Statement by Cathy Adams, Legal Director to the UK Foreign and Commonwealth Office, on Cooperation in relation to Sexual and Gender-Based Crimes to the ICC Assembly of State Parties
Madam Ambassador, Distinguished Panellists,
The United Kingdom would like to thank Norway for organizing this panel discussion on this important topic and expresses its appreciation to the Panellists for their expert contributions.
The UK is proud that 155 States have now endorsed the Declaration of Commitment to End Sexual Violence in Conflict, launched in 2013, which reaffirmed that rape and serious sexual violence in armed conflict are war crimes and constitute grave breaches of the Geneva Conventions.

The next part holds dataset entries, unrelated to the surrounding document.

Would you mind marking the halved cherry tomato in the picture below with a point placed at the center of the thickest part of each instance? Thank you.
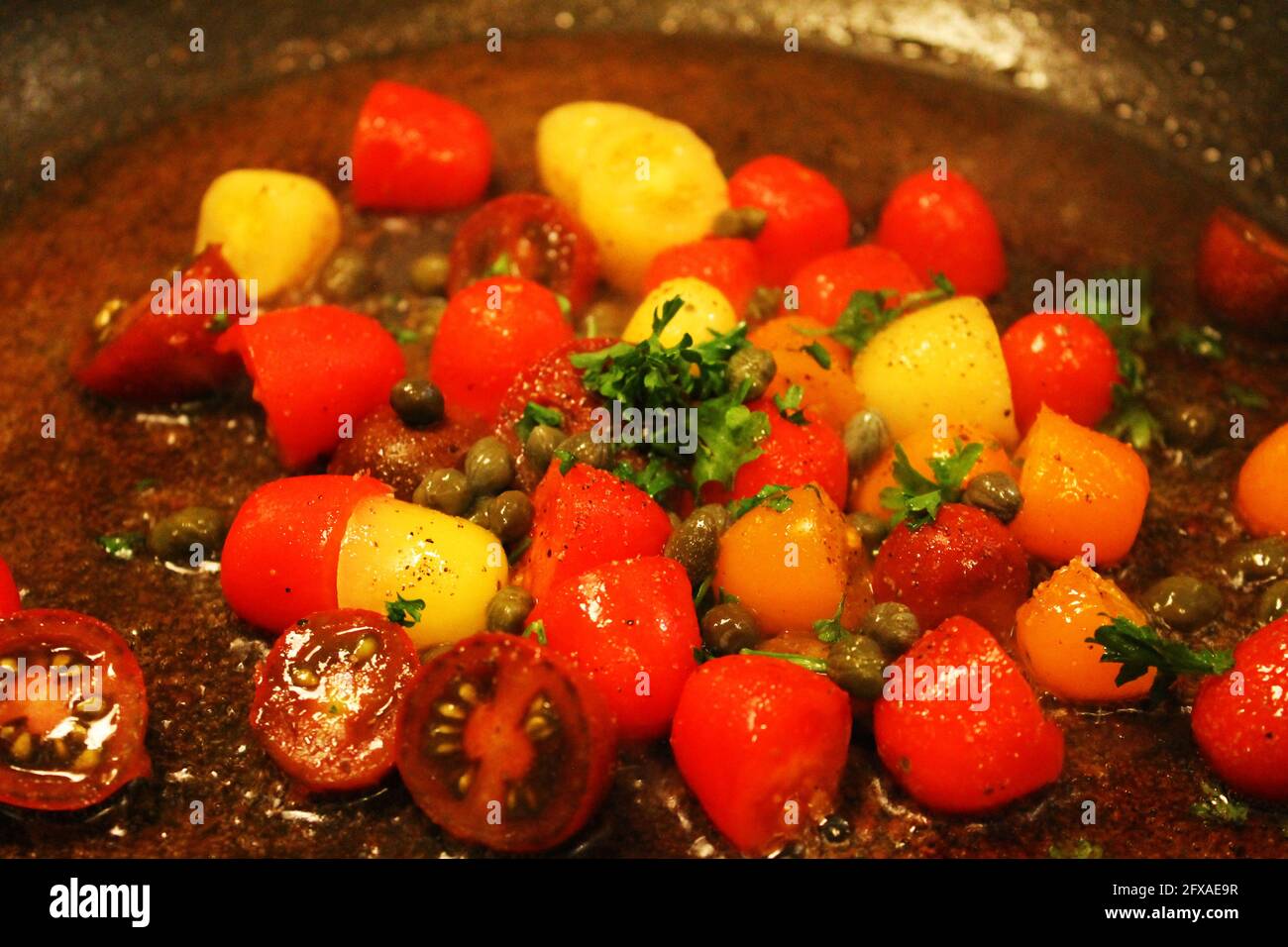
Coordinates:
(944, 227)
(505, 745)
(761, 742)
(327, 698)
(316, 368)
(413, 150)
(1064, 361)
(492, 330)
(824, 285)
(631, 628)
(540, 239)
(160, 356)
(971, 737)
(805, 215)
(78, 737)
(278, 562)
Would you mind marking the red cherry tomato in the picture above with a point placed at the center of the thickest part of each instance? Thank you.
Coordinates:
(805, 217)
(1243, 272)
(964, 564)
(313, 368)
(413, 150)
(728, 264)
(825, 283)
(1064, 361)
(327, 698)
(78, 738)
(489, 333)
(505, 745)
(630, 626)
(944, 227)
(282, 551)
(541, 240)
(585, 518)
(1240, 723)
(168, 356)
(958, 751)
(754, 736)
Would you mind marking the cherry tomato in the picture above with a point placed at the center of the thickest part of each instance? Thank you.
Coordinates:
(78, 737)
(417, 151)
(327, 698)
(960, 751)
(824, 285)
(490, 331)
(505, 745)
(160, 356)
(805, 217)
(540, 239)
(631, 628)
(1064, 361)
(1243, 272)
(728, 264)
(279, 560)
(316, 368)
(944, 227)
(761, 742)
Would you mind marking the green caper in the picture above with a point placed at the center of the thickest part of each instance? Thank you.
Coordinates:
(510, 515)
(729, 628)
(1273, 602)
(429, 273)
(866, 437)
(1257, 560)
(1183, 602)
(995, 492)
(445, 489)
(507, 611)
(172, 538)
(857, 665)
(488, 466)
(892, 625)
(417, 401)
(754, 365)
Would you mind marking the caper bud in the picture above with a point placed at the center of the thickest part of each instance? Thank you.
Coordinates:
(857, 665)
(445, 489)
(729, 628)
(172, 538)
(752, 365)
(1183, 602)
(417, 402)
(488, 466)
(507, 611)
(510, 515)
(892, 625)
(995, 492)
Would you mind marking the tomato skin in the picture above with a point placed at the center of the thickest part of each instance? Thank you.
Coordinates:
(585, 518)
(965, 564)
(312, 367)
(1065, 361)
(623, 618)
(125, 755)
(944, 227)
(827, 282)
(163, 356)
(728, 264)
(1241, 729)
(278, 562)
(754, 732)
(417, 151)
(480, 351)
(805, 215)
(952, 758)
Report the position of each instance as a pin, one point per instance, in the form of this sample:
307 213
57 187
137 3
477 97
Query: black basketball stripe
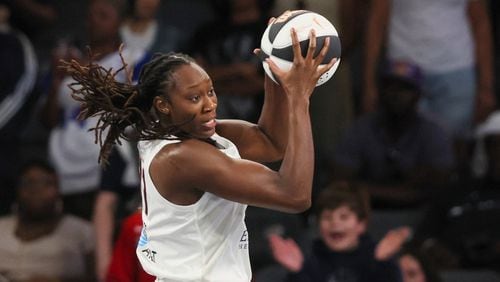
276 27
334 51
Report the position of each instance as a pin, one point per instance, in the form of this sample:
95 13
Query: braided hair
119 105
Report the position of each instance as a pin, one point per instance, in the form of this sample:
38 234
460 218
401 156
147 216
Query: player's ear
161 105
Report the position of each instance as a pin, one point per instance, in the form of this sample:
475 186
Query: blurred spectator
32 16
117 198
396 153
451 41
142 30
353 16
39 241
71 147
461 227
125 266
495 17
18 88
225 49
416 267
344 252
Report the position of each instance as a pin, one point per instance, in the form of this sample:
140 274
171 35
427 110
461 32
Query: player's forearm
298 162
273 121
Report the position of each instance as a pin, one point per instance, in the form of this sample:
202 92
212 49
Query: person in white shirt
198 174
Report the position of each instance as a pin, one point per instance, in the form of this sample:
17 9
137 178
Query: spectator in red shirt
125 266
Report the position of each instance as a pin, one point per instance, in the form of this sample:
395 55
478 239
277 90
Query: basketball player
198 173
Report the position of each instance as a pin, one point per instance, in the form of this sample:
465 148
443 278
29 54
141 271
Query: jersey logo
149 254
243 244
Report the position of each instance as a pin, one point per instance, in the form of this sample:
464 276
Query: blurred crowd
407 138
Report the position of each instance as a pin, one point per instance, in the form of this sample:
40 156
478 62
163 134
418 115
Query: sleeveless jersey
205 241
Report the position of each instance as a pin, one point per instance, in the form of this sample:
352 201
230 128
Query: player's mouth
209 124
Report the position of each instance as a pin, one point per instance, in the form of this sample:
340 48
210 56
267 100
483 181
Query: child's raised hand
286 252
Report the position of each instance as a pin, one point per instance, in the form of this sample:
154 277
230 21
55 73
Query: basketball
276 42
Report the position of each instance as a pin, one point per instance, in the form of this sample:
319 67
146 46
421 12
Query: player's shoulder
187 151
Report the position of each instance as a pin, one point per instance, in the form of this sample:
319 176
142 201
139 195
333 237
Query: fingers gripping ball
276 42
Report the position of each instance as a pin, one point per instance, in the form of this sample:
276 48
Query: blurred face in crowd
38 193
411 269
341 228
103 21
146 9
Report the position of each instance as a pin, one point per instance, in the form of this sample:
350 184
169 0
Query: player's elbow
299 204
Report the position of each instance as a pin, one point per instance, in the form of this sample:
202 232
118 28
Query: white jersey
205 241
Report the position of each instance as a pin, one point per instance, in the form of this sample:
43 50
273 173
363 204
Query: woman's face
411 269
192 102
340 228
37 193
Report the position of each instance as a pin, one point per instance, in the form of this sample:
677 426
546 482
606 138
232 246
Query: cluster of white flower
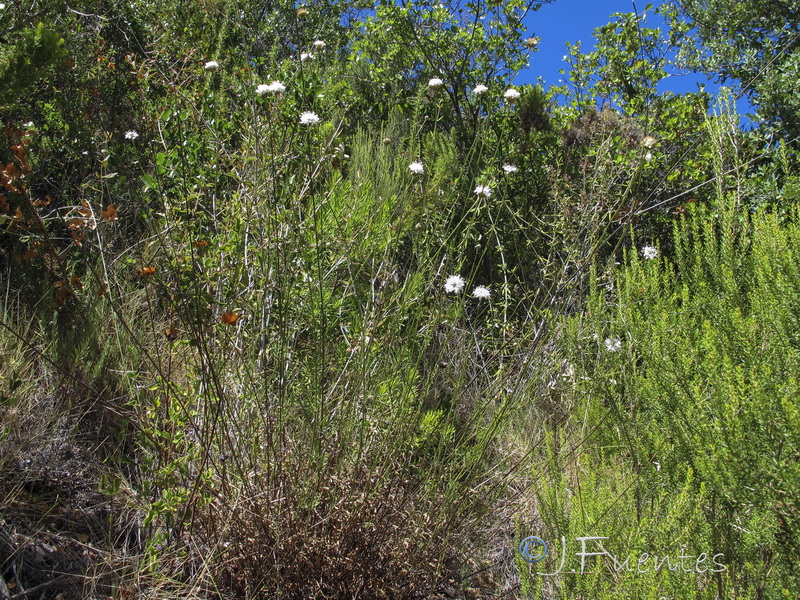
309 118
484 191
649 252
613 344
455 283
276 87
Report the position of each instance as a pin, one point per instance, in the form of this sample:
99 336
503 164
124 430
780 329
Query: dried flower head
481 292
613 344
483 190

To build on the commitments in the Declaration, in June this year, the UK Government organised the Global Summit to End Sexual Violence in Conflict aimed at bringing the international community together to agree actions to end the future of impunity.
As the President highlighted in his introduction this morning, and as the Prosecutor has reinforced, while declarations of intent are important, concrete actions are even more vital.
So we were pleased during the Summit to launch the International Protocol on the Investigation and Documentation of rape and sexual violence in conflict, which will help to increase successful prosecutions, and in doing so, tackle impunity.
The Protocol was developed by a wide range of international experts drawn from the UN system, multilateral agencies and NGOs operating in the field. It was field-tested during its development in a range of countries to ensure it reflected the most useful and relevant guidance. We therefore encourage States to recognise the value of the Protocol as a practical tool in securing justice for survivors of sexual crimes and to promote its use by international and national agencies.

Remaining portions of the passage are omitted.